UNITED STATES OF AMERICA,

Plaintiff,

vs.

MICROSOFT CORPORATION,

Defendant.

 

STATE OF NEW YORK ex rel.

Attorney General ELIOT SPITZER, et al.,

Plaintiffs,

vs.

MICROSOFT CORPORATION,

Defendant.

 

MICROSOFT CORPORATION,

Counterclaim-Plaintiff,

vs.

ELIOT SPITZER,

Attorney General of the State of New York,

In his official capacity, et al.,

Counterclaim-Defendants.

 

Civil Action No. 98-1232 (TPJ)

 

Civil Action No. 98-1233 (TPJ)

DEFENDANT MICROSOFT CORPORATION'S REPLY IN FURTHER SUPPORT OF ITS MOTION FOR SUMMARY REJECTION OF THE GOVERNMENT'S BREAKUP PROPOSAL

May 22, 2000

TABLE OF CONTENTS

1. The government has already admitted that the breakup of Microsoft would be "dangerous to the economy's welfare
and
against the public interest

2. The government concedes that the law requires a
significant causal connection between the conduct and the maintenance of monopoly power
before "more extensive equitable relief" may be ordered

3. The government does not dispute that no court has ever ordered the breakup of a unitary company in a contested case

4. The government acknowledges that the core issue in this case involves "unsettled law."

IN THE UNITED STATES DISTRICT COURT
FOR THE DISTRICT OF COLUMBIA

UNITED STATES OF AMERICA,

Plaintiff,

vs.

MICROSOFT CORPORATION,

Defendant.

 

STATE OF NEW YORK ex rel.

Attorney General ELIOT SPITZER, et al.,

Plaintiffs,

vs.

MICROSOFT CORPORATION,

Defendant.

MICROSOFT CORPORATION,

Counterclaim-Plaintiff,

vs.

ELIOT SPITZER,

Attorney General of the State of New York,

In his official capacity, et al.,

Counterclaim-Defendants.

 

Civil Action No. 98-1232 (TPJ)

 

Civil Action No. 98-1233 (TPJ)

DEFENDANT MICROSOFT CORPORATION'S REPLY IN FURTHER SUPPORT OF ITS MOTION FOR SUMMARY REJECTION OF THE GOVERNMENT'S BREAKUP PROPOSAL

In its response to Microsoft's motion for summary rejection of its breakup proposal, the government fails to identify a single case in which a court ordered the breakup of a unitary company such as Microsoft outside the context of negotiated consent decrees.

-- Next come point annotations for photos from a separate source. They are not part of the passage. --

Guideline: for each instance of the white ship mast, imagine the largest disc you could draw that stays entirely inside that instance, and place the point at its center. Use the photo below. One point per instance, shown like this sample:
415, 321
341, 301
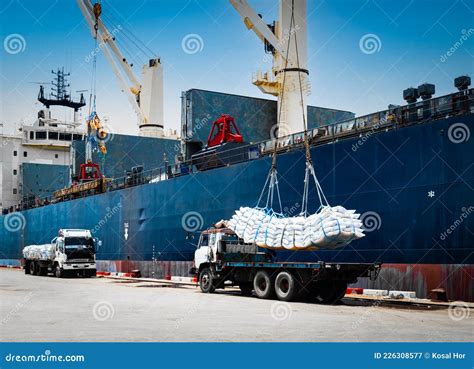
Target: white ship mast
286, 39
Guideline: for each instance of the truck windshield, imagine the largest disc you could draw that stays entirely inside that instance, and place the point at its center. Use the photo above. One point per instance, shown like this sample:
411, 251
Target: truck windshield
79, 247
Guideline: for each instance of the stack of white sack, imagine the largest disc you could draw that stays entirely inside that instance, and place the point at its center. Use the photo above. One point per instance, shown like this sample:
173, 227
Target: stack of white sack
330, 228
39, 252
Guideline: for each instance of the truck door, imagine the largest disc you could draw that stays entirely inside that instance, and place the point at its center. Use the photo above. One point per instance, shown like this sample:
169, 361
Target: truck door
202, 253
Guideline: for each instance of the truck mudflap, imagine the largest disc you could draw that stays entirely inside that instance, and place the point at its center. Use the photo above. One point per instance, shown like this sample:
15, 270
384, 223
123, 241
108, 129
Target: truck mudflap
347, 271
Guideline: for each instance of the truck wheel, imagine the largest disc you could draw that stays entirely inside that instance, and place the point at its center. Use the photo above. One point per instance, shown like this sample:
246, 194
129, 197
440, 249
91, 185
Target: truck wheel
206, 281
32, 268
58, 272
263, 285
246, 288
286, 287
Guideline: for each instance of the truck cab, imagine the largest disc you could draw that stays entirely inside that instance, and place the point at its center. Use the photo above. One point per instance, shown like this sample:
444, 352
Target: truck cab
222, 259
75, 251
71, 253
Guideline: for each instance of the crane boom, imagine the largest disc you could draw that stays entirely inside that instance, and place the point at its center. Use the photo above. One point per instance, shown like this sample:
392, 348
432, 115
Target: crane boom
147, 98
289, 78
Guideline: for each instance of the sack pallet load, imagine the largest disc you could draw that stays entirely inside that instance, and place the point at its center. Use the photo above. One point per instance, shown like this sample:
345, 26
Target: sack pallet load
39, 252
331, 227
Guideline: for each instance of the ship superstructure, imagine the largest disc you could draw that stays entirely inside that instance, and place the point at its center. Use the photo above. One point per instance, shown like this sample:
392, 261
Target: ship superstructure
36, 159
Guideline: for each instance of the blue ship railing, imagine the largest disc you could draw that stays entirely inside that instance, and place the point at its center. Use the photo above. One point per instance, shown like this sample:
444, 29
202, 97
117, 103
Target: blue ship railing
396, 117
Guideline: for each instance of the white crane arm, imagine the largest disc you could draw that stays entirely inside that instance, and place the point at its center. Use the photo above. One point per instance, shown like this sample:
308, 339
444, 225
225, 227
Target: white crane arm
253, 21
118, 63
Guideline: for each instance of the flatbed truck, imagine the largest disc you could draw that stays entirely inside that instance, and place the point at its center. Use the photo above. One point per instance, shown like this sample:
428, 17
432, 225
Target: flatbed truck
222, 259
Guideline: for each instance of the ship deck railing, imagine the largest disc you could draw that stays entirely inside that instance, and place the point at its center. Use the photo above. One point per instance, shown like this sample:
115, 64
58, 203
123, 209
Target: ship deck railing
396, 117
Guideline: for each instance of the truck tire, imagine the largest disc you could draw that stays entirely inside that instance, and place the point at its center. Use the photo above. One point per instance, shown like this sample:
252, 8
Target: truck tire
331, 292
263, 285
206, 281
32, 267
246, 288
58, 271
286, 286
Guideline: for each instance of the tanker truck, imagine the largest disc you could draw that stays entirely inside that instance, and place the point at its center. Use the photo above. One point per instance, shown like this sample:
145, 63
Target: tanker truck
71, 253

If this complete lack of precedent were insufficient to show that the government's breakup proposal is extreme and unwarranted, all one need do is review what the government has previously told this Court about the impropriety of "dismembering Microsoft." (DOJ Mem. in Support of Final Judgment at 31 (Exhibit A).)

In January 1995, various purported amici curiae that were allowed to appear anonymously in the Tunney Act proceeding before Judge Sporkin argued that the Court should reject the 1994 consent decree and instead require Microsoft to divest its applications business, essentially the same relief the government now seeks. In response, the government stated that "the law would not permit the sweeping remedies that the amici suggest" (id. at 21) and that "remedies such as dismembering Microsoft" -- what the government now calls a run-of-the-mill "corporate reorganization" -- would "act against the public interest" (id. at 31 (emphasis in original)). As explained below, the government had it right in 1995: the law does not countenance the dismemberment of Microsoft, a remedy that would clearly "act against the public interest." (Id. (emphasis in original).)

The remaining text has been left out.